Ruth Leon Pocket Review

Ruth Leon Pocket Review

Ruth Leon recommends

norman lebrecht

June 12, 2022

 Britannicus – Lyric Theatre, Hammersmith

Click for tickets:  from £18

 Playwright Timberlake Wertenbaker has done a spectacular job translating and adapting Racine’s Roman tragedy for a contemporary audience. Instead of our usual view of the Emperor Nero as mad, bad and extremely dangerous to know from birth, this adaptation shows how he got that way. Guided by Agrippina, his appalling and insanely ambitious mother, isolated in his palace, and coddled by courtiers without conscience, it is possible to see how a spoilt brat turned into a monster.

The acting from the entire company is strong, especially from Sirina Saba as the vicious designer-clad Agrippina and William Robinson as a directionless teenager who happens to have become Emperor of Rome thanks to a mother who has edged out the rightful heir, Britannicus (Nathaniel Curtis, excellent), in his favour. As Agrippina’s hold on her son loosens, Nero becomes increasingly deranged, ending up, inevitably, playing the lyre (violin) while the stage is suffused in red light so we must assume that Rome is burning. If it’s not, it should be.

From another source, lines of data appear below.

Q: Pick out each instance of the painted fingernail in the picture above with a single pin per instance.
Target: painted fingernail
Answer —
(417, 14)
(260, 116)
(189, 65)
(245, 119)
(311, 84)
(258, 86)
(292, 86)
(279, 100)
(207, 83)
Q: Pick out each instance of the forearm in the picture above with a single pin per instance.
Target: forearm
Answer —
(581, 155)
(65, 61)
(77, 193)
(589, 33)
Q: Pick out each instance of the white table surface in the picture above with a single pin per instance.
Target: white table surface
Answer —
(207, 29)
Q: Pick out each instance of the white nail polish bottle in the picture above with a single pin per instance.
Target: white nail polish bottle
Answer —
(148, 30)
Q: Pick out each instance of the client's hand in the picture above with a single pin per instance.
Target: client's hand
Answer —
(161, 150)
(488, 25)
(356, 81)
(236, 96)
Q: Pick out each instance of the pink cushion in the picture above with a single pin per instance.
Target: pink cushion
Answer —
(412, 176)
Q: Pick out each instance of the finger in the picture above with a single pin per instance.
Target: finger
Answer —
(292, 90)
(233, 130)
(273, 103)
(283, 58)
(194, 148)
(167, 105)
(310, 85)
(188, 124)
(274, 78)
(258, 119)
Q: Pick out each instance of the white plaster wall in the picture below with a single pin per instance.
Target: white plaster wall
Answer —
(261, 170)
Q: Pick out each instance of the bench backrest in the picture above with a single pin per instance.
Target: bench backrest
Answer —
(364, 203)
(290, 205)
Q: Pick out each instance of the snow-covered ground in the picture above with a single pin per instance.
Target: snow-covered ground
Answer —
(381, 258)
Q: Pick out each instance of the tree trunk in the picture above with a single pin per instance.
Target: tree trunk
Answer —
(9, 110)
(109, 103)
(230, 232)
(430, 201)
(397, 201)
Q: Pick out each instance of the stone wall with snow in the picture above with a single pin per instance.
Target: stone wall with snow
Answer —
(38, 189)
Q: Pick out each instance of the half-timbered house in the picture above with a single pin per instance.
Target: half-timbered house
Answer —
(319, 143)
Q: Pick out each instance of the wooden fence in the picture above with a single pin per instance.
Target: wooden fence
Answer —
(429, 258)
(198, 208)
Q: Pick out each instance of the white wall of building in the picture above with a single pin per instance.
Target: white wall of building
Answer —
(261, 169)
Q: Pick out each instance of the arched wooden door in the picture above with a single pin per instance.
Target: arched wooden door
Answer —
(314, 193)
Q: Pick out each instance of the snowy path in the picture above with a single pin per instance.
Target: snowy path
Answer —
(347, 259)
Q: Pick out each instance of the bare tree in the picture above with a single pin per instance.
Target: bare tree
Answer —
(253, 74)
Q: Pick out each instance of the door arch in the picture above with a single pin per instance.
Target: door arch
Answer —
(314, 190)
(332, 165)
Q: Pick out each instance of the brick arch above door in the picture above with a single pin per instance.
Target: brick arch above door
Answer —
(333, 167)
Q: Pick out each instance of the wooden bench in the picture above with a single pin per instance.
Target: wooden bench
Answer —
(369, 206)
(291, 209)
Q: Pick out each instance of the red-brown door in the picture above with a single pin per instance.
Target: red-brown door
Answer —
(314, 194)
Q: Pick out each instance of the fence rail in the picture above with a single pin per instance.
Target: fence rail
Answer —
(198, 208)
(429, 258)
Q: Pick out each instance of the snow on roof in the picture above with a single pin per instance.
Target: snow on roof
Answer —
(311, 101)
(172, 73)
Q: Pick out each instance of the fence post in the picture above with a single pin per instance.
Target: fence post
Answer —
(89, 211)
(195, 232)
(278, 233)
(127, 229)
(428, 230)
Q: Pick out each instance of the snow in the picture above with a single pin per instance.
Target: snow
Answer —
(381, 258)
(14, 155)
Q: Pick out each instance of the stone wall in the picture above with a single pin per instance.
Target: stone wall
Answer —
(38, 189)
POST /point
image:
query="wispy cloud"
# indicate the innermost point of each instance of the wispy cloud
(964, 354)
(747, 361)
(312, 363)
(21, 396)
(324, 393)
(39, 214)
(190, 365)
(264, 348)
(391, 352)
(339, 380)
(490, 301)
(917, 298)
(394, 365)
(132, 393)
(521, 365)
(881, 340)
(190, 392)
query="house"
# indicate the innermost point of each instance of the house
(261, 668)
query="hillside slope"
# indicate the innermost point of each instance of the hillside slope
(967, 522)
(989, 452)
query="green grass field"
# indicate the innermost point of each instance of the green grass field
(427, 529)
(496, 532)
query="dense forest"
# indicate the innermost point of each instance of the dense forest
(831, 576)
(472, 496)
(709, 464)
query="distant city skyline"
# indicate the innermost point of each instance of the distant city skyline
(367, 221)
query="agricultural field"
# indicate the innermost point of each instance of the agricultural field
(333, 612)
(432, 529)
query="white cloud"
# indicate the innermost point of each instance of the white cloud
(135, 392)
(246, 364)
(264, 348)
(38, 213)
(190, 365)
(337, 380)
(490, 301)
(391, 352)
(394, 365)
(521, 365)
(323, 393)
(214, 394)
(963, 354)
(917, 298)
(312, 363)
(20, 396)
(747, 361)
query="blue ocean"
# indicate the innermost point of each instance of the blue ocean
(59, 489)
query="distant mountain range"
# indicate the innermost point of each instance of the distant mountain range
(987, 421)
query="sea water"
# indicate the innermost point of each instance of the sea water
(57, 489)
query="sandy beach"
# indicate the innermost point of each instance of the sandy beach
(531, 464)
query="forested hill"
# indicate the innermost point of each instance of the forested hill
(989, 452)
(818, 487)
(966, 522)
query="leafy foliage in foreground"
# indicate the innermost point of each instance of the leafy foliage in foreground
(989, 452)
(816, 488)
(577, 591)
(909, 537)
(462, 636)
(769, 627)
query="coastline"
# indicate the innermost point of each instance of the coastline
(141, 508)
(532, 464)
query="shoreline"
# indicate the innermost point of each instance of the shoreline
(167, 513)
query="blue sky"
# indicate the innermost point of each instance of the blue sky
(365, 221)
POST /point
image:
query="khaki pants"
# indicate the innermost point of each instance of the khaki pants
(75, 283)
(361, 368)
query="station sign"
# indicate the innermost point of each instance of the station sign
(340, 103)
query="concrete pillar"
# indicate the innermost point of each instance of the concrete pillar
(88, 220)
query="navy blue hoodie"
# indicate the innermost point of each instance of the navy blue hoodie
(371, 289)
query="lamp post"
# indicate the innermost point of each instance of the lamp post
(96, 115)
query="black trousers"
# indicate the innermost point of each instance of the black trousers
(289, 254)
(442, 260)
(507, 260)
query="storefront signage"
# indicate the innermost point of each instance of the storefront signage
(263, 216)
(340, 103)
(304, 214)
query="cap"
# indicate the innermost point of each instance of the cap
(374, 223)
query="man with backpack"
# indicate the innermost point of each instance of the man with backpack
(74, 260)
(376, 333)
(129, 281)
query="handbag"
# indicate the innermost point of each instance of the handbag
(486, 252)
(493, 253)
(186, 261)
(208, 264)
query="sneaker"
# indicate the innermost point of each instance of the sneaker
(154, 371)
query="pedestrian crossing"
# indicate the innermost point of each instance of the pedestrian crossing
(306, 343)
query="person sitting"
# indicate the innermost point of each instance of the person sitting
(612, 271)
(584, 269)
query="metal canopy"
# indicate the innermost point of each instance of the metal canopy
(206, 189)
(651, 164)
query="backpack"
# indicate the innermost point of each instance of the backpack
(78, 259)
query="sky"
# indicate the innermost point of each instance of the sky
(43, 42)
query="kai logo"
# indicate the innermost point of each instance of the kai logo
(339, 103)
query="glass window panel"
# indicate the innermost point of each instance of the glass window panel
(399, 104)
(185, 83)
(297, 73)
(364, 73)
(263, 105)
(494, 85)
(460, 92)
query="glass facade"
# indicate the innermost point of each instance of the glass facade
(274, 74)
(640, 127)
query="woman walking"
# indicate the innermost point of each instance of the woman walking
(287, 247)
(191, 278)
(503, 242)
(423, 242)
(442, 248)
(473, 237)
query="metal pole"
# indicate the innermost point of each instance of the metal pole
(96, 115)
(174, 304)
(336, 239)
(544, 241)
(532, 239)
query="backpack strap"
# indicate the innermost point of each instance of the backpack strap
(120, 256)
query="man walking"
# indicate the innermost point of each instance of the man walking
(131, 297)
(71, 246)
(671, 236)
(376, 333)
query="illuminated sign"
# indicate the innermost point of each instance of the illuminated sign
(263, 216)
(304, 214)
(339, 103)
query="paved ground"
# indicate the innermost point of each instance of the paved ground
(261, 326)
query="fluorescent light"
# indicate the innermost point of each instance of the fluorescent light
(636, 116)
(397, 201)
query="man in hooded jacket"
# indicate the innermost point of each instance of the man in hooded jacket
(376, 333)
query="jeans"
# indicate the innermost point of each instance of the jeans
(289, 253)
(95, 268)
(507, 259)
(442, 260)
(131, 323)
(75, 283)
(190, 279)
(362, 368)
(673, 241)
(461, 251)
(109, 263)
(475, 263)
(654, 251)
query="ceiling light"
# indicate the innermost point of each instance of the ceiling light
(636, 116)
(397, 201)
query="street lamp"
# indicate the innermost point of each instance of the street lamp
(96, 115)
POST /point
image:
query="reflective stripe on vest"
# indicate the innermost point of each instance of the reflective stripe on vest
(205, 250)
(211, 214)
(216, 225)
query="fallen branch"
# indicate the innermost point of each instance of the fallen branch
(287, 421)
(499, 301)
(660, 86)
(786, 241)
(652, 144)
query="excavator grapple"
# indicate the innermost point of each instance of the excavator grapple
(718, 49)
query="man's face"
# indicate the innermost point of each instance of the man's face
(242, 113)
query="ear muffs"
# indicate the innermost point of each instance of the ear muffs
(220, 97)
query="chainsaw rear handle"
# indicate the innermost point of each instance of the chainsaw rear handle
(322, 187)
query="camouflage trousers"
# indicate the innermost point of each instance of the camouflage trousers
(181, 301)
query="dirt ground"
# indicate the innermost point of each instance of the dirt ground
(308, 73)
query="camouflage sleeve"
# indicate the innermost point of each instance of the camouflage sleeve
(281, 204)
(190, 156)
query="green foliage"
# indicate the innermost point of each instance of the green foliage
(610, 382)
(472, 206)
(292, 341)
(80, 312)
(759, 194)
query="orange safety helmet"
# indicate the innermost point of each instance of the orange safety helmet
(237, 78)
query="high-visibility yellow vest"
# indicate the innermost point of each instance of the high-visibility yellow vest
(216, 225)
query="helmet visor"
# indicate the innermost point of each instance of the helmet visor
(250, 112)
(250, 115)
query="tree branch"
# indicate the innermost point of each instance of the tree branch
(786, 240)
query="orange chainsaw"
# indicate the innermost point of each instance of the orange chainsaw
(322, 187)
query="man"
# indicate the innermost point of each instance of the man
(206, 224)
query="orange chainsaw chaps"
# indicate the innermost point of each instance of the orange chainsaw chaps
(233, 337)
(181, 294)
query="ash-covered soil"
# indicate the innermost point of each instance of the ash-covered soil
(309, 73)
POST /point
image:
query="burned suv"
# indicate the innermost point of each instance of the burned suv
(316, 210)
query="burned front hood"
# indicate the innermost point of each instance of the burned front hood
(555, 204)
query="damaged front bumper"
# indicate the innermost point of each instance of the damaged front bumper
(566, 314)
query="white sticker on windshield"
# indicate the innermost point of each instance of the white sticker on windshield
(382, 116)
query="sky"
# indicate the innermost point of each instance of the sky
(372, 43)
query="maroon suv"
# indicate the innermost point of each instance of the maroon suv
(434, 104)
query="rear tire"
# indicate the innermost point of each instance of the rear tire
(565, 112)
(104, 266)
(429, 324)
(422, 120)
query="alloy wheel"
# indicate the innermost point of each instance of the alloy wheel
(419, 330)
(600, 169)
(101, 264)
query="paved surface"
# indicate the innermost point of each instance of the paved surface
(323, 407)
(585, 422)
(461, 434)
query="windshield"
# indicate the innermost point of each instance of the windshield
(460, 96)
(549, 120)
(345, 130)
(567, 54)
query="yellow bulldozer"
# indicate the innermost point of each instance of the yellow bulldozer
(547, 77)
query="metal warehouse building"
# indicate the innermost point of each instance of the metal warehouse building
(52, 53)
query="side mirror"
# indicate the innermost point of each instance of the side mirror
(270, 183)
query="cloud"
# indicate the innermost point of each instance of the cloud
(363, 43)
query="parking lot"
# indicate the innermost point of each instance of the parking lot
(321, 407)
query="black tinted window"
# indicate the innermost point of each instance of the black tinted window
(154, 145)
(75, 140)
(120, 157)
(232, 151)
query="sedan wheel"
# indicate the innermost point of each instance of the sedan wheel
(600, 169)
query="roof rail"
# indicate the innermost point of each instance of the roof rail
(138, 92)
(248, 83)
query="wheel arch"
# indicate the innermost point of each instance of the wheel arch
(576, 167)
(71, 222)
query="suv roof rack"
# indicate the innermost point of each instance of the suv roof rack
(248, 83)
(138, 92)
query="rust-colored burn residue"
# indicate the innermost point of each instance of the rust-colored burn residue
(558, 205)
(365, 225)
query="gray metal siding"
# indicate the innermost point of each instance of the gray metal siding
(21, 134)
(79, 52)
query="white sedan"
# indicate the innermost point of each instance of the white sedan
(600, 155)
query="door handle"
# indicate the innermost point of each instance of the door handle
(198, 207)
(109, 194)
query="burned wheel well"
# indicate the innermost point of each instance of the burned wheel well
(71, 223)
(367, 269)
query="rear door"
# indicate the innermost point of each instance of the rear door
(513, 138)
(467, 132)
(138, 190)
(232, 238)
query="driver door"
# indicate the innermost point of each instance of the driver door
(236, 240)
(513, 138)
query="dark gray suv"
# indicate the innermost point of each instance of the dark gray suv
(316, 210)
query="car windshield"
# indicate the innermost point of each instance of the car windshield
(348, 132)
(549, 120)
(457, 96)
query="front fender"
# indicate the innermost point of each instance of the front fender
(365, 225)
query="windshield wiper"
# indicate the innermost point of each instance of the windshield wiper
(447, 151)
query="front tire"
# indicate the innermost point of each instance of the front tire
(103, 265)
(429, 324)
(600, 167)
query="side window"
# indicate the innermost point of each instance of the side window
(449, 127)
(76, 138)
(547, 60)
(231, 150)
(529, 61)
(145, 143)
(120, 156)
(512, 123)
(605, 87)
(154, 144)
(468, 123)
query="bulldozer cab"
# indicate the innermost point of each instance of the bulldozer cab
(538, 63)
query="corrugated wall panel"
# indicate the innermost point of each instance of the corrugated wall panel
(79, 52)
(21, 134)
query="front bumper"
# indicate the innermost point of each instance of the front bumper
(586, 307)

The production, by Atri Banerjee, is simultaneously stripped-down and overly fussy. The entire sparse cast sits on the many chairs which, together with a water cooler, comprise the entire set and which are constantly moved about to no great purpose. The actors distractingly stay on stage even when they are not part of the action of the play, as though they are in a dentist’s waiting room, and, apparently because the director wants us to know what an unstable and frightening place Nero’s Rome is, he has them all, from time to time, judder, shake, crawl across the floor, fall down in horror, and wander about at the back of the stage, and then calmly sit back down on a chair to await their next entrance.

A ‘director’s concept’ production. There is much to admire here, not much to enjoy.